Já na Inglaterra, James escreveu algumas das suas melhores obras, incluindo Daisy Miller (1879) que, publicada inicialmente em 1878 na The Cornhill Magazine, transformou-o no sucesso do momento em Londres. Foi o primeiro trabalho com o qual obteve grande popularidade, e o primeiro de seus grandes retratos da mulher americana. Nesse período escreveu também Retrato de uma senhora (The Portrait of a Lady, 1882), The Bostonians (1886) e The Princess Casamassima (1886), consagrando-se no gênero novela como precursor da moderna ficção pela utilização do flashback e pela narração indireta.

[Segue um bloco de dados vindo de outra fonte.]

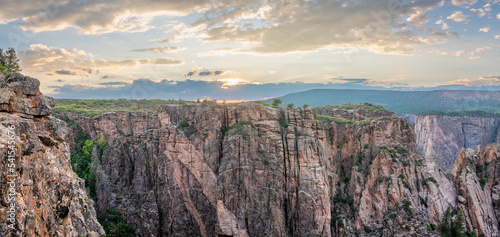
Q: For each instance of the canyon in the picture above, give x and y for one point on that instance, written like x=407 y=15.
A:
x=208 y=169
x=443 y=137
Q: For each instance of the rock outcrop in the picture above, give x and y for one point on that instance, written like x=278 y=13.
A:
x=354 y=114
x=477 y=174
x=443 y=137
x=250 y=170
x=40 y=195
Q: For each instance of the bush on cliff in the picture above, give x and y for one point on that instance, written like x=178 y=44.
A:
x=9 y=63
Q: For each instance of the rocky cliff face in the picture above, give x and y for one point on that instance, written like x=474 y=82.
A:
x=443 y=137
x=40 y=195
x=249 y=170
x=477 y=175
x=352 y=114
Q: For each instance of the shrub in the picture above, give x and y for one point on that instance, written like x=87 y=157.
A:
x=482 y=182
x=265 y=161
x=479 y=168
x=276 y=102
x=340 y=222
x=114 y=225
x=238 y=127
x=9 y=63
x=190 y=131
x=406 y=204
x=406 y=184
x=283 y=122
x=184 y=123
x=349 y=200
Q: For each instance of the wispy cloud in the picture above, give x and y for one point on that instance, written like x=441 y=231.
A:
x=58 y=61
x=164 y=49
x=457 y=16
x=485 y=29
x=482 y=81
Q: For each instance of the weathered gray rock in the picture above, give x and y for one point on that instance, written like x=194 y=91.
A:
x=443 y=137
x=264 y=179
x=20 y=94
x=52 y=200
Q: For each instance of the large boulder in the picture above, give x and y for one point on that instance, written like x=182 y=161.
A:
x=21 y=94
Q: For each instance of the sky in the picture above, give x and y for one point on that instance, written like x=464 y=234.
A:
x=251 y=49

Após essa primeira fase marcadamente realista, Henry James se aprofundou na literatura de caráter psicológico. Além de se destacar como autor de narrativas longas e curtas (escreveu cerca de cem contos), James também se dedicou à dramaturgia, experiência negativa pela qual chegou a ser vaiado na estréia da sua peça Guy Domville, em 1895. Após esse episódio, decidiu retornar à ficção, produzindo Pelos olhos de Maisie (What Maisie Knew, 1897), The Awkward Age (1899), As asas da pomba (The Wings of The Dove, 1902) e A taça de ouro (The Golden Bowl, 1904). A volta do parafuso (The Turn of the Screw, 1898), dessa mesma época, uma sinistra história de terror psicológico, se tornou um clássico da literatura e grande exemplar do extraordinário domínio do autor da língua inglesa.
Henry James permaneceu em Londres até o final dos anos 1890, quando se mudou para Rye, uma pequena cidade no topo de uma colina, em Sussex. Popular entre os intelectuais de Londres, o autor também era muito estimado por jovens escritores. Sua admiração pela Inglaterra e por tudo que fosse inglês contribuíram para que ele se naturalizasse cidadão britânico em 1915, após o início da Primeira Guerra Mundial, sendo posteriormente condecorado com a Ordem do Mérito. Henry James morreu em 1916, em decorrência de um derrame.